In a Wednesday interview [14] with the Associated Press, Russia's anti-drug chief said US and NATO anti-drug efforts in Afghanistan were "inadequate" and called for joint action to stem the flow of Afghan heroin flooding into Russia and the former Soviet republics.

Russia is burdened with rising heroin addiction rates fueled by cheap Afghan heroin, and injection drug use has been a key factor in spreading the HIV virus there. There are an estimated 2 to 2.5 million heroin addicts in Russia, with about 30,000 dying from overdoses each year.
Ivanov, a former KGB captain who served in Afghanistan during the Soviet occupation in the 1980s, complained that by abandoning eradication efforts in Afghanistan, the West was dooming Russia to a wave of heroin addiction. He also said that growing wheat and other legal crops isn't practical in the middle of a war.
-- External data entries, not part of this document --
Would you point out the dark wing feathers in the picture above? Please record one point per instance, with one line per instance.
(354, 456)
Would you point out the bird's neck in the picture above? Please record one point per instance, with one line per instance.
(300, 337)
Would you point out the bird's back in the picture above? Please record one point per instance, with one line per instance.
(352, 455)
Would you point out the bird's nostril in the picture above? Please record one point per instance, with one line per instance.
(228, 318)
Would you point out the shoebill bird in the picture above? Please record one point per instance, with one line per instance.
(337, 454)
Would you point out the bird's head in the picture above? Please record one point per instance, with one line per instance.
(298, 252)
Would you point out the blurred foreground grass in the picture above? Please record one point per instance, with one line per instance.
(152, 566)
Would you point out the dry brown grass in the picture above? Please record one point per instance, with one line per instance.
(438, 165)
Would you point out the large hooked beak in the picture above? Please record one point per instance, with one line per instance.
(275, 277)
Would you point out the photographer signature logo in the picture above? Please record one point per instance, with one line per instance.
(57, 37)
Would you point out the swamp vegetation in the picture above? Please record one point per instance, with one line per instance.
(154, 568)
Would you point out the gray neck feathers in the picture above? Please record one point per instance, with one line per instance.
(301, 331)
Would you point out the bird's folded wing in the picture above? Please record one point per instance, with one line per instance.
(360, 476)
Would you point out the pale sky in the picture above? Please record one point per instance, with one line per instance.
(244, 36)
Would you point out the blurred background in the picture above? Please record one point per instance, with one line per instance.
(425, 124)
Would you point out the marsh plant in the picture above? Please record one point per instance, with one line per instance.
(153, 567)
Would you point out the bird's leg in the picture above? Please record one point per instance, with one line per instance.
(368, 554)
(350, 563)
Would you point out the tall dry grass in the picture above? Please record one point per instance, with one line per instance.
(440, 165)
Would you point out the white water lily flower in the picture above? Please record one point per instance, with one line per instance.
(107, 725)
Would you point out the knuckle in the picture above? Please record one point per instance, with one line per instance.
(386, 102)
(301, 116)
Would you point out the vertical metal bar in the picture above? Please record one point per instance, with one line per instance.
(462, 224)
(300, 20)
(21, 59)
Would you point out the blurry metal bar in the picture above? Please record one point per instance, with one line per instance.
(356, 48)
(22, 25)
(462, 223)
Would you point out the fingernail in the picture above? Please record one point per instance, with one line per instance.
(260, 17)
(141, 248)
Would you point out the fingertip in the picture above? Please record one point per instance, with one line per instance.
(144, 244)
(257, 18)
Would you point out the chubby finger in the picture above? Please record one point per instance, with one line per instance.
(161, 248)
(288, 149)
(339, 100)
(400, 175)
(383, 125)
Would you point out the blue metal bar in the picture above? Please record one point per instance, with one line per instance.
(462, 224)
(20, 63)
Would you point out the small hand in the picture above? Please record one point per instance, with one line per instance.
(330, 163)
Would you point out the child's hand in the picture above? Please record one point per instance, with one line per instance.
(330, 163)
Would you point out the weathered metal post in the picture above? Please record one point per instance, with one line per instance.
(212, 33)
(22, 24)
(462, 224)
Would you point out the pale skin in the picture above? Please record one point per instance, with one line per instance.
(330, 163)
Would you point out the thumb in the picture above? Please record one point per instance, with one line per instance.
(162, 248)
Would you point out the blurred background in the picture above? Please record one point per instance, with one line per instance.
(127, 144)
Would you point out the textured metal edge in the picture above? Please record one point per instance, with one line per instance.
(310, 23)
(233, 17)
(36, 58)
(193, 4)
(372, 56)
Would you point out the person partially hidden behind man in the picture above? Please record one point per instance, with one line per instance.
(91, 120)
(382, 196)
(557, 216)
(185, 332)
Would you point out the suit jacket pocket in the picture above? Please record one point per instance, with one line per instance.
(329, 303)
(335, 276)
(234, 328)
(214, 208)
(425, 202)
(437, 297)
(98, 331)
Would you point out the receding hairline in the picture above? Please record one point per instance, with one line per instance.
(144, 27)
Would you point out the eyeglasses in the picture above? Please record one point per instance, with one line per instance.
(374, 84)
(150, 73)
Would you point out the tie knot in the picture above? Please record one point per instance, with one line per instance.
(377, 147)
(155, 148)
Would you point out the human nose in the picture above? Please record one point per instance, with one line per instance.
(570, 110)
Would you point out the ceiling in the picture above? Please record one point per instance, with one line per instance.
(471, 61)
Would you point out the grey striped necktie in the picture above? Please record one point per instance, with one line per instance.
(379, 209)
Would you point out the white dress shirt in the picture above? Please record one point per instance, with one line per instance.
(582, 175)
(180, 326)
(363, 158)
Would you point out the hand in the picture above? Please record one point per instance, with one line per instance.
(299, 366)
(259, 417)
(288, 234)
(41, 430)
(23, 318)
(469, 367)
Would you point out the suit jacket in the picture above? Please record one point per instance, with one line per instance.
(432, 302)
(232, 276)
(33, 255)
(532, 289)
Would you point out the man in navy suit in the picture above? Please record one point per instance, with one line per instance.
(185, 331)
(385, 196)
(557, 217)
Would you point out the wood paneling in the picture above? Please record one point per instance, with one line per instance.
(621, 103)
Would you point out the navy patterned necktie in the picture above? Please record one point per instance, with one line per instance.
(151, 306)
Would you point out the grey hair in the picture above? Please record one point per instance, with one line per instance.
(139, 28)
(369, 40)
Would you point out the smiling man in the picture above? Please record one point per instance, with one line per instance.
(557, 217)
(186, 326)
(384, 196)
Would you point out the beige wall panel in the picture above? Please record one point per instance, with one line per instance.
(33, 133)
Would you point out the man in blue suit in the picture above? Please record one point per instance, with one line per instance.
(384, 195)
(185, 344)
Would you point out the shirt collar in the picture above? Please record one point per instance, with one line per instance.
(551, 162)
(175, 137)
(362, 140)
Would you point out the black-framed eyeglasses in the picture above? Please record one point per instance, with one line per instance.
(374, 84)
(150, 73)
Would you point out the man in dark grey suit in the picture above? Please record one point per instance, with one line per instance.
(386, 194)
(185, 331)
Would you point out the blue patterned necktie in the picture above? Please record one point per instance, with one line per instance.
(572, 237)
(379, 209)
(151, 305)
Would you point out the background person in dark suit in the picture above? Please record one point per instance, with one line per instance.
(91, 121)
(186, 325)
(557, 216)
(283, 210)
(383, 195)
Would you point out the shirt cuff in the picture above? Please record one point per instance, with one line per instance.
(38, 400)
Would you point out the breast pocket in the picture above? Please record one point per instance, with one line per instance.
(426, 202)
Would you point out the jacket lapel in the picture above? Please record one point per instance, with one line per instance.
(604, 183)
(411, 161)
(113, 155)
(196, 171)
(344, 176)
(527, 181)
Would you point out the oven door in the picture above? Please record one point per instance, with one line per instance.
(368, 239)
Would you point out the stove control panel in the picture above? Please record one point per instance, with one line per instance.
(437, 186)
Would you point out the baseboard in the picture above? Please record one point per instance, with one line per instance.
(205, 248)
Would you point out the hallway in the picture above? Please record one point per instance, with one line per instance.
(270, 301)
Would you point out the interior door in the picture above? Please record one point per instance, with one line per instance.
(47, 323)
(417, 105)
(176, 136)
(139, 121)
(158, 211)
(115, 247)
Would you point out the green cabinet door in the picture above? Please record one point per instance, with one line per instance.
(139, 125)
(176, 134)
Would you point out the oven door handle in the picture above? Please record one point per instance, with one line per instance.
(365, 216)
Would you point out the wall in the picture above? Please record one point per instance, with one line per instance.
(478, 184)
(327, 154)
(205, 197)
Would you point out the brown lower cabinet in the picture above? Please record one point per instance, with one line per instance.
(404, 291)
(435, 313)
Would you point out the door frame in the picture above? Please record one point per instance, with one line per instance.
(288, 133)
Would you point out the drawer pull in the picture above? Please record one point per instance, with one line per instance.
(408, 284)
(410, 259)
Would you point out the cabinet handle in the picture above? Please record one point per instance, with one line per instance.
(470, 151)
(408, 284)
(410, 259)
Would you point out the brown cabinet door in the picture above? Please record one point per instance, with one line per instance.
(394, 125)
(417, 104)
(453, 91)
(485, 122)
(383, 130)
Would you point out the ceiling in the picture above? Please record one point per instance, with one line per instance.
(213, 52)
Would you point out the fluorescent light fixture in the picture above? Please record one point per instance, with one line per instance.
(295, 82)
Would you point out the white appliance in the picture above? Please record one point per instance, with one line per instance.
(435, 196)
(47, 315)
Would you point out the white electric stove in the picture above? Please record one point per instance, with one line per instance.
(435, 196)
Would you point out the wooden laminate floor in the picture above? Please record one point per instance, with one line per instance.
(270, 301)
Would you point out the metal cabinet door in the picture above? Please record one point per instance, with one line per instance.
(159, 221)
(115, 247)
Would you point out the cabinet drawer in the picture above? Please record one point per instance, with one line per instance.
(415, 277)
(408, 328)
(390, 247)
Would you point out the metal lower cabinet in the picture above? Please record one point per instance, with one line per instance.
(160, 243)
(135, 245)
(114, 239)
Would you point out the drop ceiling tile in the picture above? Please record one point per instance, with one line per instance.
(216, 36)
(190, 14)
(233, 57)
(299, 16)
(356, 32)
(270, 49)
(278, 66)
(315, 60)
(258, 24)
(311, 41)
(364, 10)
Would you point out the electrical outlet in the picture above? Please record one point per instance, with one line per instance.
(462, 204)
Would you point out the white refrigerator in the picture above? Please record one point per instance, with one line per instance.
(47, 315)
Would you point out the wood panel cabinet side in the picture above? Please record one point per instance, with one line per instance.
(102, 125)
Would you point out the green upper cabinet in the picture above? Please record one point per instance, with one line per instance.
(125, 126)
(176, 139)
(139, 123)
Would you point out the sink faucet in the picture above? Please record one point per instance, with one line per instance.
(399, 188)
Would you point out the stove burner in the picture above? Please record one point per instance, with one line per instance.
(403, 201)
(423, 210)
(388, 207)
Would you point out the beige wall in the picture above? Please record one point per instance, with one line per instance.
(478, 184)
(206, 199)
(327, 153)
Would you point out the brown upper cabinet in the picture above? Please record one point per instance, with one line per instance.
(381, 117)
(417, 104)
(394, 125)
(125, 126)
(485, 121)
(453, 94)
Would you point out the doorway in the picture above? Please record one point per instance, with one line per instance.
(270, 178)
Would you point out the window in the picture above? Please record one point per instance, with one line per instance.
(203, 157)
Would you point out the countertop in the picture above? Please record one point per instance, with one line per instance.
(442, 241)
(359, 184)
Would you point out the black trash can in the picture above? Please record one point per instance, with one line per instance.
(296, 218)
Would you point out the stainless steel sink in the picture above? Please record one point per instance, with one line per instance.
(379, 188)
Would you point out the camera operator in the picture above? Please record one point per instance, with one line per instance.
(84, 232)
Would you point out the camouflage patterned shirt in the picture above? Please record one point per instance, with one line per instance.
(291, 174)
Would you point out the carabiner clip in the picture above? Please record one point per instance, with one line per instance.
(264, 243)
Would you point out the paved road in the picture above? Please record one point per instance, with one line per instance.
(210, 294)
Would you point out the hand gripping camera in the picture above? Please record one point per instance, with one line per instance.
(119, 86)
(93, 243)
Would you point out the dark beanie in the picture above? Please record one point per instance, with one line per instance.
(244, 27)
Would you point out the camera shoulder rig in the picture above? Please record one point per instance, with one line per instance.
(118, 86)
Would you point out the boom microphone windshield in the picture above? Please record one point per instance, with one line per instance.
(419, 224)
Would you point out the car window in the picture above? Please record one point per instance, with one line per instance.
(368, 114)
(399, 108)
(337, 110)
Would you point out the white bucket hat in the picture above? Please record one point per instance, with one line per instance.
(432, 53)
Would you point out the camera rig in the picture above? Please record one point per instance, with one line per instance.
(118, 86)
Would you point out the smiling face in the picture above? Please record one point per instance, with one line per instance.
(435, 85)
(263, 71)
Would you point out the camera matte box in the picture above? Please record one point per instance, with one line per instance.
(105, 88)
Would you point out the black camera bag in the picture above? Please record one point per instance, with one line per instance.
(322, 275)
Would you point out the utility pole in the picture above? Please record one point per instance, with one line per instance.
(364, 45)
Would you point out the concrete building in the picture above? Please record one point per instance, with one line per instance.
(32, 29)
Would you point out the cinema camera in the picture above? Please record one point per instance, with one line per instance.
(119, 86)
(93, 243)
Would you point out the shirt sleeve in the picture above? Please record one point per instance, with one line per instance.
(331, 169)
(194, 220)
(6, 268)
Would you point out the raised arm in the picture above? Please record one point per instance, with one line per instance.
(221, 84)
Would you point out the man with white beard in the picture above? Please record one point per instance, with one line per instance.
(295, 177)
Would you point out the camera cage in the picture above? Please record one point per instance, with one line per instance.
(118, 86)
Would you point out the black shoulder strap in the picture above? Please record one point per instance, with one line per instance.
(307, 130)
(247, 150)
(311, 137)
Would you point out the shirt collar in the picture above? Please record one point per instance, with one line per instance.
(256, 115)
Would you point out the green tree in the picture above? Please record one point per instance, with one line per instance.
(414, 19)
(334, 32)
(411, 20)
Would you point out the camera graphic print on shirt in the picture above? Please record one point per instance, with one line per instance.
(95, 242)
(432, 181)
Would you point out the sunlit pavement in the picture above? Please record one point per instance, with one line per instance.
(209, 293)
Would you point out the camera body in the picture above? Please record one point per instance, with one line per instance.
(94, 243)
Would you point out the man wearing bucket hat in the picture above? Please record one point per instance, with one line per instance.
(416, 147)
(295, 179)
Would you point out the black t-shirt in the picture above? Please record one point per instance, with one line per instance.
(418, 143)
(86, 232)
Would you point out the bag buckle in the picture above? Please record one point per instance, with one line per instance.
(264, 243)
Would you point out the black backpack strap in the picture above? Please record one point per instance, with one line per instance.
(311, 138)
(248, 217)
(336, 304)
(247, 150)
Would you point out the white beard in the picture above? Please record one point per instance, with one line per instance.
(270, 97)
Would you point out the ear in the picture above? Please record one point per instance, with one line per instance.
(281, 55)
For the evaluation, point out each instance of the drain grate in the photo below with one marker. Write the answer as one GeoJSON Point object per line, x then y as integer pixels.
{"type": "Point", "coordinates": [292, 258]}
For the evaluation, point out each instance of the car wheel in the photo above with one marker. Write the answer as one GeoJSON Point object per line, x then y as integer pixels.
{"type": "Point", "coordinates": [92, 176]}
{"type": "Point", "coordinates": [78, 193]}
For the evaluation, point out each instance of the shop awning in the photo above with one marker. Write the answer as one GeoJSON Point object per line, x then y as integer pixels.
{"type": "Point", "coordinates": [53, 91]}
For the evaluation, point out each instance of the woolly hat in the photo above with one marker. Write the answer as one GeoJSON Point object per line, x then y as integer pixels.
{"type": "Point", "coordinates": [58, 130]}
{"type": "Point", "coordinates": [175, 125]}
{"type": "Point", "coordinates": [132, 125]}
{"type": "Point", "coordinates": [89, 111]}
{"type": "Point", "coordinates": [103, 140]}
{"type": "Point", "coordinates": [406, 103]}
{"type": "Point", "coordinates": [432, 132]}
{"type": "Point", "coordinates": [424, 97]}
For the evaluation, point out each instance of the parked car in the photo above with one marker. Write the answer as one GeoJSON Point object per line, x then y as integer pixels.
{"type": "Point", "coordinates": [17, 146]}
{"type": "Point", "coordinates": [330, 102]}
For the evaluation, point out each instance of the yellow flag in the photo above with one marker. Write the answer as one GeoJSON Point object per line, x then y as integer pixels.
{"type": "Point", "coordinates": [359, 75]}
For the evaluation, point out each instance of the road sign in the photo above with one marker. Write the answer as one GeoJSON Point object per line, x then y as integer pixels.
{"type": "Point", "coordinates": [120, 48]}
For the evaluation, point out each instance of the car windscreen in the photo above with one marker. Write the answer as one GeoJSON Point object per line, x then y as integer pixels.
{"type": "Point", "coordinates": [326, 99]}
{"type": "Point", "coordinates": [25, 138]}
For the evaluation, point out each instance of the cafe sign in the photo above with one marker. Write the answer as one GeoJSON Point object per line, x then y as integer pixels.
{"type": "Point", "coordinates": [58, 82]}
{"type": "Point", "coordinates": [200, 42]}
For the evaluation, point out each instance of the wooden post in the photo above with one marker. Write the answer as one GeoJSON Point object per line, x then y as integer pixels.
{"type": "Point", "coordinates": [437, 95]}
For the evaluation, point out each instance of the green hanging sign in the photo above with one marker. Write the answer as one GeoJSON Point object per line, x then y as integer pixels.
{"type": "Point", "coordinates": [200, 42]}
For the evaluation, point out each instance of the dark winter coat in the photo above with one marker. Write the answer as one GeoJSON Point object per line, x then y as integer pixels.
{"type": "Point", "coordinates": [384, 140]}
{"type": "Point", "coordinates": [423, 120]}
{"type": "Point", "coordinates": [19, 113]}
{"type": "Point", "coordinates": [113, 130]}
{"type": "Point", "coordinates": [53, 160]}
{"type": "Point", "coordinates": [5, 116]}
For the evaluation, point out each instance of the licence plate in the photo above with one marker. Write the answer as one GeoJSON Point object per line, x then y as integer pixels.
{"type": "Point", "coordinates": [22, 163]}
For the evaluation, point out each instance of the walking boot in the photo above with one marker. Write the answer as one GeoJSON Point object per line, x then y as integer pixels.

"As long as the situation remains tense and the confrontation continues, no one will engage in agriculture," he said. "They won't be able to cultivate grain even if they want to."
Ivanov noted that the US continues to fund a similar program to eradicate Colombian coca plants. Manual eradication in Afghanistan has failed and will continue to fail because the West has left it to the Afghan government and local authorities lack the clout (or sometimes the will) to effectively implement it, he said.
Ivanov said he had discussed the matter with Obama drug czar Gil Kerlikowske and State Department officials during a September meeting and that both sides agreed to continue discussions on aerial eradication. "I hope that our open-minded dialogue will encourage the US to take more adequate measures," Ivanov said. "We are interested in cooperation."